Violet thought about how good Gilda had been with her niece and nephew at the Cathedral. “What about children?”
Gilda shrugged, though her nonchalance was unconvincing. “I am thirty-five years old. It’s too late for me, so it doesn’t really matter what I think, does it?”
“Thirty-five is not too late to have a baby.”
“It is if you’re not going to marry.”
They were silent, watching the coal burning bright in the grate.
“So I am asking you what I asked when I arrived,” Gilda said at last. “Are you a good friend to me?”
This was the moment when Violet had to decide. She stared at the fiery bricks of coal, crumbling in on themselves.

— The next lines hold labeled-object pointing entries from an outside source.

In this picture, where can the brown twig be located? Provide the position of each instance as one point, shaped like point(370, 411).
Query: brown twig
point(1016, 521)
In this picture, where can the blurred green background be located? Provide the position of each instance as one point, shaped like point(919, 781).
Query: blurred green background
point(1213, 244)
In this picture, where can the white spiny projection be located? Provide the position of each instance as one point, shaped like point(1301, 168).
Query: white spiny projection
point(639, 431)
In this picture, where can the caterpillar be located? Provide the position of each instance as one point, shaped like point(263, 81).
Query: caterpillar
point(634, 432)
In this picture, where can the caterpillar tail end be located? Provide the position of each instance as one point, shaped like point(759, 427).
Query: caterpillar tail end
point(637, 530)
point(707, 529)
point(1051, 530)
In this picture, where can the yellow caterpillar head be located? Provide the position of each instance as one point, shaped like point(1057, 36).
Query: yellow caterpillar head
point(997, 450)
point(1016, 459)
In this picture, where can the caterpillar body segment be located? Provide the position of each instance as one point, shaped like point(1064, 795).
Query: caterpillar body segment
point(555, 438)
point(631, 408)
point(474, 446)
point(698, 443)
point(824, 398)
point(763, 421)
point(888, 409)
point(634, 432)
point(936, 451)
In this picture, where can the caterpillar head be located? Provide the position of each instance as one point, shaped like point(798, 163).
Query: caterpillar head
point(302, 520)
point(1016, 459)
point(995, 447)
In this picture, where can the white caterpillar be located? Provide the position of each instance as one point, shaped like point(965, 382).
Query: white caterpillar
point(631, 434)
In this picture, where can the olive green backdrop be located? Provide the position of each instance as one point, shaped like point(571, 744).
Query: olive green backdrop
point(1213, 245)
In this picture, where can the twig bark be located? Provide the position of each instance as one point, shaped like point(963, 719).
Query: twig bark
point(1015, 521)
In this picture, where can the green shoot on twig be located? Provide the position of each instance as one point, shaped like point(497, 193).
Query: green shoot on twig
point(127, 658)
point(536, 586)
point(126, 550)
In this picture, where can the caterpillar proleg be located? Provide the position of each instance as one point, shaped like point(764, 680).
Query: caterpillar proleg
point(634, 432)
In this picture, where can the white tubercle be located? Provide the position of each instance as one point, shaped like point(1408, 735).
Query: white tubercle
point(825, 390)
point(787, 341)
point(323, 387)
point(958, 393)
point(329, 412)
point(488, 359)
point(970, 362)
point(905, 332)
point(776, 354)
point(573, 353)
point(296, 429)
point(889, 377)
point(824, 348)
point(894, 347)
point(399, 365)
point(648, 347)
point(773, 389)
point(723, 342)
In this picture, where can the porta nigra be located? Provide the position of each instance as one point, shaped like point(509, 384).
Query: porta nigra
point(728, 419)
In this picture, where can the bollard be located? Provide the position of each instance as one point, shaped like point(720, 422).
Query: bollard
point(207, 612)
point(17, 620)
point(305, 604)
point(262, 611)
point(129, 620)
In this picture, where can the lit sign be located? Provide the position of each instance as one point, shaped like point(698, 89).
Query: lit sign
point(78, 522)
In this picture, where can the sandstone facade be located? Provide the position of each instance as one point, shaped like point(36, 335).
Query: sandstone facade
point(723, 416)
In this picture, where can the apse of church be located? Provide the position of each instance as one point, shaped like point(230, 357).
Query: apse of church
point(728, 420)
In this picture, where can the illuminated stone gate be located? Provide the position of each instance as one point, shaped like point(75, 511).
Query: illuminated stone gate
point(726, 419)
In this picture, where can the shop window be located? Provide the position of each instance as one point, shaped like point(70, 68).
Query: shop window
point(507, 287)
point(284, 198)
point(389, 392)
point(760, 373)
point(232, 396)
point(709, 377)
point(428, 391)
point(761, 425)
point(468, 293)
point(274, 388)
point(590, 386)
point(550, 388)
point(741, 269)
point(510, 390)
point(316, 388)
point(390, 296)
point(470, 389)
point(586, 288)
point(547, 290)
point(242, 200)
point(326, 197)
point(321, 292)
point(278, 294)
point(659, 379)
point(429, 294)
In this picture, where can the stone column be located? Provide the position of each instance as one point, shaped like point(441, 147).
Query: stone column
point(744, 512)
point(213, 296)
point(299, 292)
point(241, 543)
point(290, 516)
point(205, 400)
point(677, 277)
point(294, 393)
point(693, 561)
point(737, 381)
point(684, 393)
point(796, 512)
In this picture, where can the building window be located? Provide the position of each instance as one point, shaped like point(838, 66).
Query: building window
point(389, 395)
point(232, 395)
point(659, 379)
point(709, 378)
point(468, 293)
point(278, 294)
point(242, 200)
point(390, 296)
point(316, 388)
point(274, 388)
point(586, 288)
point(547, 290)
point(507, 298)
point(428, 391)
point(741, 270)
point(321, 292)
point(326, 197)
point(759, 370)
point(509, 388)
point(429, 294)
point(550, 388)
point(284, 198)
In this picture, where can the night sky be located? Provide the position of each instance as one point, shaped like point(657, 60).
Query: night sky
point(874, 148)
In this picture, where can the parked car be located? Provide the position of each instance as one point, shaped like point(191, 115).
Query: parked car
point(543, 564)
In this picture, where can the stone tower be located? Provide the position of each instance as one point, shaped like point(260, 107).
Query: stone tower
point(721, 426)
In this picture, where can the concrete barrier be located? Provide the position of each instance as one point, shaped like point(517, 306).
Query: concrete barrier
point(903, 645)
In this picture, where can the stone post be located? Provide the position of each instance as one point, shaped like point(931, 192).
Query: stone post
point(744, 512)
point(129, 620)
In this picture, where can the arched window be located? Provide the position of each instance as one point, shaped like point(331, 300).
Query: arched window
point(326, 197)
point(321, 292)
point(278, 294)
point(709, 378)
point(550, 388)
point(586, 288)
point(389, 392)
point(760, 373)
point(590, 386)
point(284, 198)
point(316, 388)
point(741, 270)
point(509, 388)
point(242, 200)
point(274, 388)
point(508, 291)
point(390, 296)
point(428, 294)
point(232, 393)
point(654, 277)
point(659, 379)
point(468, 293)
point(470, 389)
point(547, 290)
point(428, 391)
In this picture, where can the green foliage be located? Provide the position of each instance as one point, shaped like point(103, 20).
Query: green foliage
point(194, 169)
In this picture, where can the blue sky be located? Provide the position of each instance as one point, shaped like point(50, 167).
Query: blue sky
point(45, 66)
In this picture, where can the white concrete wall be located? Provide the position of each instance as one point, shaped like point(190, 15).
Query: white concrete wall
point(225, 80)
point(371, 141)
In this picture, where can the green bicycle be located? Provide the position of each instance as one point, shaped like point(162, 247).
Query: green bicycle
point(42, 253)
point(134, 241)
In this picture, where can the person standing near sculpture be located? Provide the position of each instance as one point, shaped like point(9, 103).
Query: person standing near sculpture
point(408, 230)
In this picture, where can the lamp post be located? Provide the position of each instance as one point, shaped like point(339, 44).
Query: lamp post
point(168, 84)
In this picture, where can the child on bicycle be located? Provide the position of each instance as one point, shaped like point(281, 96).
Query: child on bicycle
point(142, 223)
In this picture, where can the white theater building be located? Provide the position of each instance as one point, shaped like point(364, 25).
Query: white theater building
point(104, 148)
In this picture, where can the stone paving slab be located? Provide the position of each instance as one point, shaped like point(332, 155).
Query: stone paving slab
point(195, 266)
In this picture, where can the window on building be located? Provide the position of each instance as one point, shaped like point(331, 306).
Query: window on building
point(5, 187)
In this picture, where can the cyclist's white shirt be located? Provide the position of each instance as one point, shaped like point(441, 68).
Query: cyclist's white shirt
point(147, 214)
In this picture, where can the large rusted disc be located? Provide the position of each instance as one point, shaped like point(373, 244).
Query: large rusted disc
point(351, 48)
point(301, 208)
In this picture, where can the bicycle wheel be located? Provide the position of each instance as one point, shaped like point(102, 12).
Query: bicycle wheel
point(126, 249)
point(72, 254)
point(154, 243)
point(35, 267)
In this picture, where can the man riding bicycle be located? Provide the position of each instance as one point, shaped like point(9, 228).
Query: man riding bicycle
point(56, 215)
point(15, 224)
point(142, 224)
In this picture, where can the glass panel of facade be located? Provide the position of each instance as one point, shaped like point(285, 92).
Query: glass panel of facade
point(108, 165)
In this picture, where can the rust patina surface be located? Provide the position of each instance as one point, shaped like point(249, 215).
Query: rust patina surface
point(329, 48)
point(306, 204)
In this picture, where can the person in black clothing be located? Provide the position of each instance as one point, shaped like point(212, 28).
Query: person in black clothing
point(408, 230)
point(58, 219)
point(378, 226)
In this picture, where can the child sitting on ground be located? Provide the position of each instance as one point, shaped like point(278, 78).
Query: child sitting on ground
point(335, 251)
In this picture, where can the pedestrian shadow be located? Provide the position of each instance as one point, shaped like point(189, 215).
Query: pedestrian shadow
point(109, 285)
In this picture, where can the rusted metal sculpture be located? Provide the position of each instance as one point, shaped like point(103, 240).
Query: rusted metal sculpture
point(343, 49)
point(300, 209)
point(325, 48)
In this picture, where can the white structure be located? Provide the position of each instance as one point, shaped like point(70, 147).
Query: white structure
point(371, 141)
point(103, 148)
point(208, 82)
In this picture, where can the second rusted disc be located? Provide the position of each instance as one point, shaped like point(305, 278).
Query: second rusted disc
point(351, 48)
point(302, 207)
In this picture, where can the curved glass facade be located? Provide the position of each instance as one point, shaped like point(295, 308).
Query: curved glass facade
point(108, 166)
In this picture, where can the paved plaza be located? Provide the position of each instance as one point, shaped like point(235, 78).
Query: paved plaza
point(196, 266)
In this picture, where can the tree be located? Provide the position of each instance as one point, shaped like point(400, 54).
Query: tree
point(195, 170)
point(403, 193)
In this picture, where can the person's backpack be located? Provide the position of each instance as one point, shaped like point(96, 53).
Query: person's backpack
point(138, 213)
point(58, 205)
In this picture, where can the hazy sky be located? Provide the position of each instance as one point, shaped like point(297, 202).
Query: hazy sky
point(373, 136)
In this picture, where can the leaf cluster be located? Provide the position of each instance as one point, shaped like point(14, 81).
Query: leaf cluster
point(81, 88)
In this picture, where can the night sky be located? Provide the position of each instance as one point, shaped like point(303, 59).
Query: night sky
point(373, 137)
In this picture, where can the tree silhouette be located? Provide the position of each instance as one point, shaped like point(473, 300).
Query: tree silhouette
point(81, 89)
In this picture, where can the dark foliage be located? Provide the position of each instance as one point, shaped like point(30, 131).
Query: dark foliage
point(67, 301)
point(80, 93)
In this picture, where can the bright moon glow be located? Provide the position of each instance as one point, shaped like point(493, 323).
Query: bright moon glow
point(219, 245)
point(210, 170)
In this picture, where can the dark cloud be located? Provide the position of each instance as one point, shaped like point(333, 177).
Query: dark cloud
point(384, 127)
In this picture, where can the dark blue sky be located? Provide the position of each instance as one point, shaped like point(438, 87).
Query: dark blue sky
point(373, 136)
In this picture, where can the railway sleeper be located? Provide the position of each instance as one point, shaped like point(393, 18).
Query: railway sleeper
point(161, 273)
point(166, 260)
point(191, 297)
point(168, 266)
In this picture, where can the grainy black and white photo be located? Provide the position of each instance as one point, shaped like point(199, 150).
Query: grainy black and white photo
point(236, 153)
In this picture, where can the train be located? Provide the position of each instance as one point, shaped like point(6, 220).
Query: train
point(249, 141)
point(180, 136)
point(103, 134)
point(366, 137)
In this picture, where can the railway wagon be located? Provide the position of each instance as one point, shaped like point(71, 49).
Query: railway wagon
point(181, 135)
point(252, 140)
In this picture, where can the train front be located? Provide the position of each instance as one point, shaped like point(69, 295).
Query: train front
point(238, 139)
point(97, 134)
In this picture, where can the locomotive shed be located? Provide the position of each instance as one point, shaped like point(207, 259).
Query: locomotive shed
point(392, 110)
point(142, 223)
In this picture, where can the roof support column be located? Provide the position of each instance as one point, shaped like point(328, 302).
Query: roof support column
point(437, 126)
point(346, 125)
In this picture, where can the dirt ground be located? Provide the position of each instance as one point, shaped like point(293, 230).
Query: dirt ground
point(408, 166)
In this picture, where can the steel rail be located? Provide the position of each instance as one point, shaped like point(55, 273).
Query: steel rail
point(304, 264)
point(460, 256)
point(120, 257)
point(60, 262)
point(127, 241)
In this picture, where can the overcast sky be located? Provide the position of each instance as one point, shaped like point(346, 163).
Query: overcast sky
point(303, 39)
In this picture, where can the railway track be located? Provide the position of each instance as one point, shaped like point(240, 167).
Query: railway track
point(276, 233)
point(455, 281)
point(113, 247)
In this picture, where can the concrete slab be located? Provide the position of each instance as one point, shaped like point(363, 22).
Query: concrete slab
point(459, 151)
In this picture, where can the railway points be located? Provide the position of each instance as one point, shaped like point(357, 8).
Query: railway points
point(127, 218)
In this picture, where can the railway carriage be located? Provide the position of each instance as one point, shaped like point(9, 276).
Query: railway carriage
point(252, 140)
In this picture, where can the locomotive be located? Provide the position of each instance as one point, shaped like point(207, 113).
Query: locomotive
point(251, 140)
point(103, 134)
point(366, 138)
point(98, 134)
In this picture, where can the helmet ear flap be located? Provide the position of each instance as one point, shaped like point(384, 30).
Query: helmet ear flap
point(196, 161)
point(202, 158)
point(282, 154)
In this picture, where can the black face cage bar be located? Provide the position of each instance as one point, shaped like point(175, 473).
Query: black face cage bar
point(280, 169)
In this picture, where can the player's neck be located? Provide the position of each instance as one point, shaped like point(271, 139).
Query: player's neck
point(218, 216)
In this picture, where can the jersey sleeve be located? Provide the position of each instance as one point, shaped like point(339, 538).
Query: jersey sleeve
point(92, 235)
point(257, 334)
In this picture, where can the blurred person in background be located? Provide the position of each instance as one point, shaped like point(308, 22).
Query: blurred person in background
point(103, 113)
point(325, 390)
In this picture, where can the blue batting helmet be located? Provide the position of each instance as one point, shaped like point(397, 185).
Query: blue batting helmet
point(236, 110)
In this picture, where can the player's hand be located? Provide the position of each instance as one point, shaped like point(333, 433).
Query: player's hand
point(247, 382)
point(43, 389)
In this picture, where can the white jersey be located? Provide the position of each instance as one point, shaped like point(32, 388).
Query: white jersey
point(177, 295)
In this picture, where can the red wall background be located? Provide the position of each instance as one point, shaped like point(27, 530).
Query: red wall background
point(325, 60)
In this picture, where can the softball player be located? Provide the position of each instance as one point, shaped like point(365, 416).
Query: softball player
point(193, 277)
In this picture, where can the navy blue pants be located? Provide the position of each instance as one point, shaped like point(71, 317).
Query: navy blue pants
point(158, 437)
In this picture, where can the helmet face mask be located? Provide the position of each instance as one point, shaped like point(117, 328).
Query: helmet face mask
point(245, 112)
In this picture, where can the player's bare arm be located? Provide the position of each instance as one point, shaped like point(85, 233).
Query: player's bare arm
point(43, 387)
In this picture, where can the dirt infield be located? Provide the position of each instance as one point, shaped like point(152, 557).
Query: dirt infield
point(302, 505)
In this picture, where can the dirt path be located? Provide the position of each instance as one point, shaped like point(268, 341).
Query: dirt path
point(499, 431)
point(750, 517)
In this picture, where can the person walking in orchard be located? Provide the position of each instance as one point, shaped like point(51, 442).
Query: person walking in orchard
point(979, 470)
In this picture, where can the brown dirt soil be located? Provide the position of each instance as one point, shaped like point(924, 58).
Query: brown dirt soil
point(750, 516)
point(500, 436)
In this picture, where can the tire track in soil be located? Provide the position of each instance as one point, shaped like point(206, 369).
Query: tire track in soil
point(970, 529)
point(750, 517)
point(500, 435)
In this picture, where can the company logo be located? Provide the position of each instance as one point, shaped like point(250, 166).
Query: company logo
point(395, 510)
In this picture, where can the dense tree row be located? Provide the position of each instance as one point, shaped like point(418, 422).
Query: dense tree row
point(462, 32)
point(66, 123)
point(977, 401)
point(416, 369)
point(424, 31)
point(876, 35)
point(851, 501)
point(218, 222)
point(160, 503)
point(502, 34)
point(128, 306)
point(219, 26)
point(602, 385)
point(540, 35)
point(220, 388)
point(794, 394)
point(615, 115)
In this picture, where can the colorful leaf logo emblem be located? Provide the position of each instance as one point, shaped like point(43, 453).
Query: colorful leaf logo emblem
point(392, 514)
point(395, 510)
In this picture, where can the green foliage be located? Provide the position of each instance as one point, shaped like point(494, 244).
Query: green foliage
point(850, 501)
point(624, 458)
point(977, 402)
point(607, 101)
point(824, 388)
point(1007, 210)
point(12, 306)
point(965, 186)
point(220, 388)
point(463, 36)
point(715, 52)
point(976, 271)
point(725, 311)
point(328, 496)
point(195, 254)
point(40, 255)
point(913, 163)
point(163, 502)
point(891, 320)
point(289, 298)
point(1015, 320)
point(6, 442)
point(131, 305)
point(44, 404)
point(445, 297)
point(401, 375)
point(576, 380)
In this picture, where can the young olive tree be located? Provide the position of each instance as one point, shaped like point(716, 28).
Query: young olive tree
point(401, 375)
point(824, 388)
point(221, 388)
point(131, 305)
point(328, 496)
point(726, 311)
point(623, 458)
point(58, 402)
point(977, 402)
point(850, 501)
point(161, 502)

“Yes,” she replied as firmly as she could, if not as she felt. “I am. Yes.”
Chapter 18
JANUARY WAS ALWAYS A grim month, and January 1933 was particularly so. Deep into winter proper, the trees were stark, the ground either as hard as iron or sodden, and the weather shuffled between cold and wet, but always grey. There were no festivities to look forward to or be distracted by, just the feeling that all energy had been focused on Christmas and now one had to get through the days somehow, depleted. Violet thought about how people used to store up food and sit out the winter, sleeping and eating and waiting. Despite refrigeration and shops where you could buy food year-round, she sometimes felt in January that she was subsisting like her ancestors, waiting for sunlight and its warmth to unclench her and the first shoots of spring to reassure her that life was continuing.